First, the start-up expenses should be regarded as long-term deferred expenses, which should be amortized in installments for a period of not less than 3 years from the next month of the month when the expenses occur.

For example:

A joint-stock company started production and operation in July of 20 1 1 year, and the total start-up expenses incurred in June were 960,000 yuan, which were amortized in five years.

The monthly amortization amount is 960,000 yuan ÷5 years ÷1February = 1.6 (ten thousand yuan).

When amortized in July, the accounting entries are as follows:

Borrow: amortization of management expenses-organization expenses is RMB 654.38+RMB 600,000.

Loan: Long-term prepaid expenses-start-up expenses 654.38+0.6 million yuan.

The setup of tax adjustment ledger for organization expenses is as follows:

Pre-tax deduction ledger for organizational expenses

Unit: 10,000 yuan

Account filling instructions:

1. year: amortization date refers to the year and month when production and operation started, and so on in subsequent years.

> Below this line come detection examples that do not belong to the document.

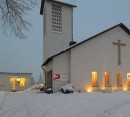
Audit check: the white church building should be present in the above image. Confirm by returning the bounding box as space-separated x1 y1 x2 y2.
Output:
40 0 130 92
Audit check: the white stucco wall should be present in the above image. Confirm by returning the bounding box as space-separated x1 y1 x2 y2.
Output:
43 0 73 60
0 72 32 91
53 51 70 92
71 27 130 90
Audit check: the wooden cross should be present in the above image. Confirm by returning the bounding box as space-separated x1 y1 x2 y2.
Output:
113 40 126 65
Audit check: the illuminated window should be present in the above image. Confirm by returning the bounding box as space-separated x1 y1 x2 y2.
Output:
52 3 62 32
127 73 130 87
20 78 25 87
92 72 98 87
116 72 122 87
104 72 111 87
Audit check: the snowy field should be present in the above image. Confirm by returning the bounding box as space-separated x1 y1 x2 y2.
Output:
0 91 130 117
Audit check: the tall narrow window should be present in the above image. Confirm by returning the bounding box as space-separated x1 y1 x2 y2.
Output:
52 2 62 32
104 72 111 87
92 72 98 87
116 72 122 87
127 73 130 87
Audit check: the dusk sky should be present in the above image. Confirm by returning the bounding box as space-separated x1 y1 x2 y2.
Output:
0 0 130 79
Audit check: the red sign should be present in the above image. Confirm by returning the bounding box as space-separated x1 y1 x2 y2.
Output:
53 74 60 80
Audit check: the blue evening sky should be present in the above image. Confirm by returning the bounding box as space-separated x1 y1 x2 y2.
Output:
0 0 130 79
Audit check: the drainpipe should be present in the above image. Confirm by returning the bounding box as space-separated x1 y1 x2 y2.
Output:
41 66 46 87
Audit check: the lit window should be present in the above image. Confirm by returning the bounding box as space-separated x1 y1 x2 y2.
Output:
52 3 62 32
92 72 98 87
20 78 25 87
104 72 111 87
116 72 122 87
127 73 130 87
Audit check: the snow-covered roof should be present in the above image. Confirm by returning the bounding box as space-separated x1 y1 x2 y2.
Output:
42 23 130 66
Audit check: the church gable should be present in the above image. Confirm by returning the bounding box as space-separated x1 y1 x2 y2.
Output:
42 23 130 66
71 26 130 90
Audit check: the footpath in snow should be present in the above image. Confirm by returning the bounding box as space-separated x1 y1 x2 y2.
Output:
0 91 130 117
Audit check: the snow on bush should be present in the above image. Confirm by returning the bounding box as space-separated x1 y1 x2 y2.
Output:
60 84 74 94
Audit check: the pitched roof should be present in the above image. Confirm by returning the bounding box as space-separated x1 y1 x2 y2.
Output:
42 23 130 66
40 0 77 15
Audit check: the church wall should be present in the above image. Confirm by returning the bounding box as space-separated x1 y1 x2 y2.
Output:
43 0 73 60
71 27 130 90
0 74 10 91
53 51 70 92
0 73 32 91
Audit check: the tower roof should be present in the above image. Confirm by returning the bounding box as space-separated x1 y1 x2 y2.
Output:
40 0 77 15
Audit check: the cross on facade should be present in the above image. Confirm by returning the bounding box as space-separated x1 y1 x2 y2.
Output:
113 40 126 65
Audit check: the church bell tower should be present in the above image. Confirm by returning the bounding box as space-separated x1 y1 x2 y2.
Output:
40 0 76 61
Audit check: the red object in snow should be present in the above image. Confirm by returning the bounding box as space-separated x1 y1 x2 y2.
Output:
53 74 60 80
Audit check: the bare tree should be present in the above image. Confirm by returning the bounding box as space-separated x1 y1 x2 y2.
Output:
0 0 37 38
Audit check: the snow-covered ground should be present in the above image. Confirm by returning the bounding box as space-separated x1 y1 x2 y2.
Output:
0 91 130 117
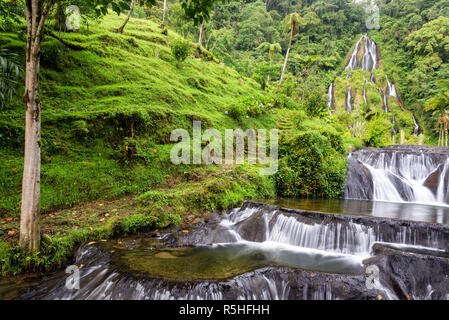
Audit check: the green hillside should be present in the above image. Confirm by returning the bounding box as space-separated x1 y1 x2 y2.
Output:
0 14 279 215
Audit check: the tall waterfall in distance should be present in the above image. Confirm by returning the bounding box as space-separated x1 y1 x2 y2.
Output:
362 35 378 72
379 88 389 112
327 82 335 110
346 87 352 112
387 78 399 100
413 114 422 136
363 80 368 104
345 146 449 205
344 34 367 71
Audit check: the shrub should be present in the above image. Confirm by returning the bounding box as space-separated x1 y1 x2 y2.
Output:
274 131 346 198
302 91 328 117
363 115 393 147
171 40 190 63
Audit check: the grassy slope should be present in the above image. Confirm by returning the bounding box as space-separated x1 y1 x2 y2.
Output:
0 14 276 272
0 15 276 216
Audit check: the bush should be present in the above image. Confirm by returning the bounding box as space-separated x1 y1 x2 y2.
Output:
274 131 346 198
363 115 393 147
170 40 190 63
302 91 328 117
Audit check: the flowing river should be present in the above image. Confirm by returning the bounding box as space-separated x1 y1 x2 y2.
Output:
0 146 449 300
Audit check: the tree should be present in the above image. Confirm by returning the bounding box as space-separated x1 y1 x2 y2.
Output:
116 0 134 33
198 21 204 46
425 80 449 146
161 0 167 29
19 0 228 252
257 42 282 84
0 49 22 107
276 12 304 93
19 0 133 252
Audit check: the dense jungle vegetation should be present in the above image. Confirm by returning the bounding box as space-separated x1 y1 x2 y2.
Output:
0 0 449 273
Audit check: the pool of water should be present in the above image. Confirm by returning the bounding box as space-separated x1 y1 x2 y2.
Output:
106 241 363 280
260 199 449 224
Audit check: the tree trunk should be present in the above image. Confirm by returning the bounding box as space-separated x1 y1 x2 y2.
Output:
161 0 167 29
276 26 294 93
19 0 54 252
198 22 204 46
116 0 134 33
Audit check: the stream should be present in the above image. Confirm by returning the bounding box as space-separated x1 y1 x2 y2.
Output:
0 146 449 300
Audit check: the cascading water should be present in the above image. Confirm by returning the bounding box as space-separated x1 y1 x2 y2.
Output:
379 88 389 112
344 35 366 71
362 35 378 72
346 86 352 112
363 81 368 105
413 114 422 136
345 146 449 205
391 116 399 136
327 82 335 110
387 78 399 100
14 203 449 300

2. Accounting amortization amount: refers to the total amount of organization expenses amortized in accounting.

3. Pre-tax deduction: refers to the amount allowed to be deducted before tax in this year according to the provisions of the tax law.

4. Tax adjustment: tax adjustment = accounting amortization-pre-tax deduction. The result is that positive numbers are increased income and negative numbers are decreased income.

5. Non-deducted amount: refers to the amount allowed to be deducted before tax in future years. The amount not deducted in the first year is filled in according to the tax adjustment of this year, and the amount not deducted in subsequent years = the amount not deducted in the previous period-the pre-tax deduction of this year.

Second, when the expenses occur, they can be directly included in the management expenses.

Borrow: management fee-organization fee

Loan: bank deposit/cash

It should be noted that during the preparation (start-up) period, the borrowing costs that need to be included in the value of fixed assets and the material costs that need to be included in the construction in progress cannot be accrued.